23 Apr Romuald Hazoumè
Born in 1962, Porto Novo, Benin
Lives and works in Porto Novo
Romuald Hazoumè, who is of Yoruba origin, grew up in a Catholic family, but remained in contact with the Vodun society of his forbears; this dual cultural heritage finds expression in both his masks and installations. In the mid-1980s, he began an extended series of works made from discarded plastic containers, and in particular from gasoline canisters. After slight modifications, these objects became masks, which subtly reveal Hazoumè’s critical vision of political systems. He has said of his work: “I send back to the West that which belongs to them, that is to say, the refuse of consumer society that invades us every day.”

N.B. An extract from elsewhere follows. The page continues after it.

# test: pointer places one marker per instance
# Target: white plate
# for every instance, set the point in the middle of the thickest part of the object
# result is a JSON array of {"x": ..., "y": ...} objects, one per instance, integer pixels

Hazoumè’s masks conform more to the recovery of their materials than to Yoruba traditions; however, there are also important links with this heritage. Hazoumè’s art suggests a parallel reading and illustrates how the artist draws on the vocabulary of the initiated to give character to his creations. His art is immediate, but also complex and profound, dealing with political and sociological issues, and questions of identity, as well as pure aesthetics. It is new and contemporary yet embedded in tradition. It is serious but also ironic and full of wit. One can see his work as inevitably coming from West Africa, dealing as it does with survival among other things, but it is assertive and sure of itself. Indeed, his work can be understood as a modern reinterpretation of the phenomena of trances, revealing without reserve the madness of current events. Hazoumé belongs to a second generation of African artists who have obtained well-deserved international recognition.